In Cairo, some 100 demonstrators stood outside the al-Azhar mosque chanting: “Oh Crusaders, oh cowards! Down with the pope!“…
In Britain, the head of the Muslim Council, a body representing 400 Muslim groups, said the emperor’s views quoted by the pope were bigoted.
“One would expect a religious leader such as the pope to act and speak with responsibility and repudiate the Byzantine emperor’s views in the interests of truth and harmonious relations between the followers of Islam and Catholicism,” said Muhammad Abdul Bari, the council’s secretary-general.
Many Muslims accused Benedict of seeking to promote Judeo-Christian dominance over Islam….

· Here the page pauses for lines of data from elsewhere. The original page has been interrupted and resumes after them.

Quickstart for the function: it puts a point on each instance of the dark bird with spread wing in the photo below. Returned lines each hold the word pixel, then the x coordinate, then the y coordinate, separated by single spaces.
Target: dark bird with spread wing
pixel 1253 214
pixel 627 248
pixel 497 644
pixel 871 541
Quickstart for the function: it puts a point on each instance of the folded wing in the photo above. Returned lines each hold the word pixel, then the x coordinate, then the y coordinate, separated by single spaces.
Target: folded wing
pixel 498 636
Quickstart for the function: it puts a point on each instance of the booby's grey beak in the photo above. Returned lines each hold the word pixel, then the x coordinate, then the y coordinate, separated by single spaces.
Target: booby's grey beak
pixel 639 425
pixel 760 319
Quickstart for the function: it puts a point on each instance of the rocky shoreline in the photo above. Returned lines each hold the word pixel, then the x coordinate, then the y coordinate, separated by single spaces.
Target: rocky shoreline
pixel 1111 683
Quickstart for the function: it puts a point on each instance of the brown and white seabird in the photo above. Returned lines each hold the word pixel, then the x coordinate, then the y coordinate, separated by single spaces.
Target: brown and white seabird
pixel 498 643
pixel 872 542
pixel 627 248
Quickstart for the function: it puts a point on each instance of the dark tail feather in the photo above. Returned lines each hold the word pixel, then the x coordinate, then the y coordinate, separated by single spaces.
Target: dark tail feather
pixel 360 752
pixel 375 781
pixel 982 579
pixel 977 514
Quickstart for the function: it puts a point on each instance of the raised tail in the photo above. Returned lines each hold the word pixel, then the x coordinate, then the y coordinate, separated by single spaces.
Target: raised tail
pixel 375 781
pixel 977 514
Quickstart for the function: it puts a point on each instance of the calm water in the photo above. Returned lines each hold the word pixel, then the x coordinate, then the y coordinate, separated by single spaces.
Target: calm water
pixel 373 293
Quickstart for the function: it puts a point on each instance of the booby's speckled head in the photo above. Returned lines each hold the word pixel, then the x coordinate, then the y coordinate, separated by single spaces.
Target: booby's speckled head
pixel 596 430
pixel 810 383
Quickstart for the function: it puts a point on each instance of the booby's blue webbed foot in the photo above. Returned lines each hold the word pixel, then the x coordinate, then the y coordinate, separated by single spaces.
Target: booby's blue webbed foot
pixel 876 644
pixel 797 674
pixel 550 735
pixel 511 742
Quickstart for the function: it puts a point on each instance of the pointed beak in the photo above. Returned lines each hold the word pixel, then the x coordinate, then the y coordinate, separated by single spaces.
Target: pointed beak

Few in Turkey, especially, failed to pick up on Benedict’s reference to Istanbul as Constantinople “” the city’s name more than 500 years ago “” before it was conquered by Muslim Ottoman Turks.
Actually it remained Constantinople, although under the Turkish yoke, until the early 20th century.
German Chancellor Angela Merkel defended the German-born pope, saying his message had been misunderstood.
“It is an invitation to dialogue between religions and the pope has explicitly urged this dialogue, which I also endorse and see as urgently necessary,” she said Friday. “What Benedict XVI makes clear is a decisive and uncompromising rejection of any use of violence in the name of religion.”
In the United States, a Muslim group, the Council for American-Islamic Relations, asked for a meeting with a Vatican representative and urged more efforts at improving understanding between Muslims and Catholics.
“The proper response to the pope’s inaccurate and divisive remarks is for Muslims and Catholics worldwide to increase dialogue and outreach efforts aimed at building better relations between Christianity and Islam,” the group said.
Great. Memo to Ibrahim Hooper of CAIR: I’m a Catholic, and I volunteer for this dialogue.